Unique footage of Holocaust survivors in Prague shown in London
Recently discovered footage of Polish and Czechoslovak Jews leaving Prague for Britain in 1945 was shown for the first time on Tuesday at London's Imperial War Museum. The four and half minutes of film show 732 teenage Holocaust survivors heading for Britain, a country many of them would later make their home. Among them was Ben Helfgott, a Polish Jew from near Lodz, who was at Tuesday's premiere.

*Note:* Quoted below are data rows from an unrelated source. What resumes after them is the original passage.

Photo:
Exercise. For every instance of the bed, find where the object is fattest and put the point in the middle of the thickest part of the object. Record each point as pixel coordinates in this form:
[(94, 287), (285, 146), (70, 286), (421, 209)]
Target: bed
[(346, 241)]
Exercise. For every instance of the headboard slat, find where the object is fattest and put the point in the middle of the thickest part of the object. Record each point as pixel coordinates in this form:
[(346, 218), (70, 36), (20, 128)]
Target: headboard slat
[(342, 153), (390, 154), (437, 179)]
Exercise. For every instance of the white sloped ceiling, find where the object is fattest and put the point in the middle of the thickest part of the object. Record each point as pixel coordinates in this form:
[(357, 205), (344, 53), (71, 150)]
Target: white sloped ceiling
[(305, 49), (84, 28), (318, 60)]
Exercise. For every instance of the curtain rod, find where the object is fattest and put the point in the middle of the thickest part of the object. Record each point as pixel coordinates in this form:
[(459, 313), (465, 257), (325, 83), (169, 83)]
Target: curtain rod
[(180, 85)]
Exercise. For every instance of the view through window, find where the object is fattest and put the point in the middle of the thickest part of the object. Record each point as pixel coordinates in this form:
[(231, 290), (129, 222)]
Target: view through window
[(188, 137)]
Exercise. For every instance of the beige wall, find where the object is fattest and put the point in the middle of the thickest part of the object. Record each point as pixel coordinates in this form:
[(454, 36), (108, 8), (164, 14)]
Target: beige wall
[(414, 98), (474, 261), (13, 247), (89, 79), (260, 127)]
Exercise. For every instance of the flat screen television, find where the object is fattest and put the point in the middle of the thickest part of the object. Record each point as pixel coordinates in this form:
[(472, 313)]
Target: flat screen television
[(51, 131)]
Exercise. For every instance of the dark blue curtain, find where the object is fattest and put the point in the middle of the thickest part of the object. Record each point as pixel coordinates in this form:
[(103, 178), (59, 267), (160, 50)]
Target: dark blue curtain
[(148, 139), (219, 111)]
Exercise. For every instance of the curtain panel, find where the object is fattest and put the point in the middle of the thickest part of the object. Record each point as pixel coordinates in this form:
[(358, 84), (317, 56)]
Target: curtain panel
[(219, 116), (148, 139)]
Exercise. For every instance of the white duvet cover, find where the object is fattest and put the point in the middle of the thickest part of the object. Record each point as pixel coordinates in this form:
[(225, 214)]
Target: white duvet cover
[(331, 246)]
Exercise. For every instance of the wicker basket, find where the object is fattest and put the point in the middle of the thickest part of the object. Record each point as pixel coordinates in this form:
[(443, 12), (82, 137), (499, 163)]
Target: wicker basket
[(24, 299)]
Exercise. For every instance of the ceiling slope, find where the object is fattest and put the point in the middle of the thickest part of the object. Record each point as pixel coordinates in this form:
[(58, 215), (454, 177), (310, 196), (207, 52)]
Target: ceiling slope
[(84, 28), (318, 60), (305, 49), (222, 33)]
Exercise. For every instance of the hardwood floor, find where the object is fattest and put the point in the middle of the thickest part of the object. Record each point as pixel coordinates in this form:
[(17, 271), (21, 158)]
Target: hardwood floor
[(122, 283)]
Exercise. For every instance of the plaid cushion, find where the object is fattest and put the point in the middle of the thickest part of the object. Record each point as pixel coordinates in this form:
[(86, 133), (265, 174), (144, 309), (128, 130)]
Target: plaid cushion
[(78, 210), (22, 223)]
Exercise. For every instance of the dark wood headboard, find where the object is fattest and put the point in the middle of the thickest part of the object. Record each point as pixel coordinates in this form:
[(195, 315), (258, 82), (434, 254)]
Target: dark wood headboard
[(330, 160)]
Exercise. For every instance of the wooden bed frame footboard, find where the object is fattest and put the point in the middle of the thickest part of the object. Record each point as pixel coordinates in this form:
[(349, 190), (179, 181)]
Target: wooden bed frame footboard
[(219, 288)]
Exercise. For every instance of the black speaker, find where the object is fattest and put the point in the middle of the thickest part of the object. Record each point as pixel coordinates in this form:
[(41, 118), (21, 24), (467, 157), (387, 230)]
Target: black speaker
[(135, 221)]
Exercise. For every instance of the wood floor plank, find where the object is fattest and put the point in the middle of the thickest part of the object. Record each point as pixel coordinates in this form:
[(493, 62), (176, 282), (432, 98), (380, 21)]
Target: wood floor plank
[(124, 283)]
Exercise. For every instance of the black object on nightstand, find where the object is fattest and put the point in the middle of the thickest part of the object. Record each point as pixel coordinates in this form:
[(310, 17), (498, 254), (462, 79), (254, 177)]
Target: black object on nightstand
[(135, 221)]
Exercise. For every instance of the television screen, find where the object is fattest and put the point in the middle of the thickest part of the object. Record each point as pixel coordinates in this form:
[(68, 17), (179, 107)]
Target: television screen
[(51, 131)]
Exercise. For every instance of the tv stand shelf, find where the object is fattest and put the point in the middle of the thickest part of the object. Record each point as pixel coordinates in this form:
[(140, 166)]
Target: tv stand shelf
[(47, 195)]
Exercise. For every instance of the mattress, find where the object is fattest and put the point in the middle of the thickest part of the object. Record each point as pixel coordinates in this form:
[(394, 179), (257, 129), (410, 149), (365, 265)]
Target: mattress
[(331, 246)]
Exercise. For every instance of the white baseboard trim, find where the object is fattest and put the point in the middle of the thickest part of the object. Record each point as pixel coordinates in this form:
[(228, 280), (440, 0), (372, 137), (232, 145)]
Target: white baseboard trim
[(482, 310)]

"During the war, when the Germans occupied Poland, I was living in a town which was the first ghetto in the General Gouvernment, as it was at the time. We lived in the ghetto for nearly three years, and then I was in different labour camps and concentration camps. I finished up at the end in Theresienstadt [Terezin, in North Bohemia] and that's where I was liberated at the age of fifteen and a half."
So you arrived in Britain as a teenager, as a young man who had presumably seen many terrible things.
"Yes."
And presumably you lost many members of your family in the Holocaust.
"Well, I lost practically all my family. I lost, on both sides - on my mother's side and on my father's side, about 32 cousins. Only two cousins survived."
Tell me about the film which premiered at the Imperial War Museum yesterday. This was the first time the material had been shown publicly. What were your feelings when you saw this film about your fate?
"Well, the producer of the film phoned me up and said - I'm at the Imperial War Museum and I've got this film, it's four and a half minutes long, and I have a feeling it might be your group, the group you came with. So I got him to send it to me, and he did. When I put it on I couldn't believe what I was seeing in front of me. I was transported back almost 60 years, and there I saw ourselves the way we used to be soon after our liberation. Of course I was very excited. Those who were possible to recognise, I recognised them all, immediately. Because we are like a family. We keep close together. We're a close-knit family. When we came to England we had nobody else, we had only ourselves, we had no family, so we were the family. When we growing up, when we got married, we were at the wedding. So it was something very, very special."